Adaptation to chilling: photosynthetic characteristics of the cultivated tomato and a high altitude wild species

Abstract

When tomato plants of the high‐altitude species Lycopersicon hirsutum and of the cultivated Lycopersicon esculentum were grown at 24/18°C (day/night), the effects of temperature, photon flux density, and intercellular CO₂ concentration up to about 600 μl l⁻¹ on net CO₂ uptake were similar in the two species. Acclimation of these plants at 12/6°C (day/night) resulted, after 4 d or longer, in a similar downward shift of about 5°C in the optimum temperature for CO₂ uptake.

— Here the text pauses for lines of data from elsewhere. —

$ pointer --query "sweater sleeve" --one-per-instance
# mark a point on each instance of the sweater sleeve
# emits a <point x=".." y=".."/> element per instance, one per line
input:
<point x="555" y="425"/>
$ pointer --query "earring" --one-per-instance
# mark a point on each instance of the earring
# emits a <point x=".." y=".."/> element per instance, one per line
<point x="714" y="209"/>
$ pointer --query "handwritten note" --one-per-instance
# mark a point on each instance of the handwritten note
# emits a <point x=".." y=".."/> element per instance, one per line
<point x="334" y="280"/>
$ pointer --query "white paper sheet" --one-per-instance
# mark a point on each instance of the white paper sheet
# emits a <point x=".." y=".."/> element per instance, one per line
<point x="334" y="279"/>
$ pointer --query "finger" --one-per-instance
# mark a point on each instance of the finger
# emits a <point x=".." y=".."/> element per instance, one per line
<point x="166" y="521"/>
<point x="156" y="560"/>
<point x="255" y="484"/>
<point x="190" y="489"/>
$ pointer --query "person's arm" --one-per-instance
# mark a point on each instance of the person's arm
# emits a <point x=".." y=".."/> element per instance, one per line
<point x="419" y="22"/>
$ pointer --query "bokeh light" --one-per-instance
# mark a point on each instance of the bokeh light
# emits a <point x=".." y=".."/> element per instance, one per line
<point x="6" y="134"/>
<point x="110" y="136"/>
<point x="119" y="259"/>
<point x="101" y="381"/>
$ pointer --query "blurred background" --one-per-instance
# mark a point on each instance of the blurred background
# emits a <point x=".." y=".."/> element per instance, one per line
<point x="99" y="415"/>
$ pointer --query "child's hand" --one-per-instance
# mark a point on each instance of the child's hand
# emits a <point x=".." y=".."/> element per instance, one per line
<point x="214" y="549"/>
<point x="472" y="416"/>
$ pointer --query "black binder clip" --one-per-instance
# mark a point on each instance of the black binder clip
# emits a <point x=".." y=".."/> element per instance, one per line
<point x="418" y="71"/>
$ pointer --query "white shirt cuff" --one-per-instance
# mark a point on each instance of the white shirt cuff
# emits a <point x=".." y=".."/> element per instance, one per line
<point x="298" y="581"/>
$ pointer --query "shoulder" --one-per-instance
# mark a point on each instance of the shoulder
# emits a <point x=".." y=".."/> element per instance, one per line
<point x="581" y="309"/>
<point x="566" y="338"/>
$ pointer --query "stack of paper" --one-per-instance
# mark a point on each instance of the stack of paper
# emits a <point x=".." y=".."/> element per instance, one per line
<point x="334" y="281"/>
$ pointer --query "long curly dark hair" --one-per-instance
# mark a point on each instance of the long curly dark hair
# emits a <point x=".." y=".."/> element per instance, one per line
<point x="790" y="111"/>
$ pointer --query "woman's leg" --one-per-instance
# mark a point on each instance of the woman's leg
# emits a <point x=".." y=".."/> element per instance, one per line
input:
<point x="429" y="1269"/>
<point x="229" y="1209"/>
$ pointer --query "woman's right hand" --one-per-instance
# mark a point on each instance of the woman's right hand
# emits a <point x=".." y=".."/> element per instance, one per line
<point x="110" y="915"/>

However, in comparison with the cultivated species, the high‐altitude plants achieved a higher rate of CO₂ uptake at saturating concentrations of intercellular CO₂, maintained a higher level of saturating‐light CO₂ uptake rate at 10°C after exposure to chilling stress (10°C and photon flux density of 400 μmol m⁻²s⁻¹ d and 5°C night) for 7–18 d, and displayed a better capacity for rapid recovery after prolonged stress. The greater capacity for CO₂ uptake observed in the high‐altitude species during and after exposure to chilling stress was also reflected in its higher growth rate under those conditions compared with plants of L. esculentum. These advantages of the high‐altitude species may partly explain its ability to survive and complete its life cycle under the environmental conditions prevailing in its natural habitat.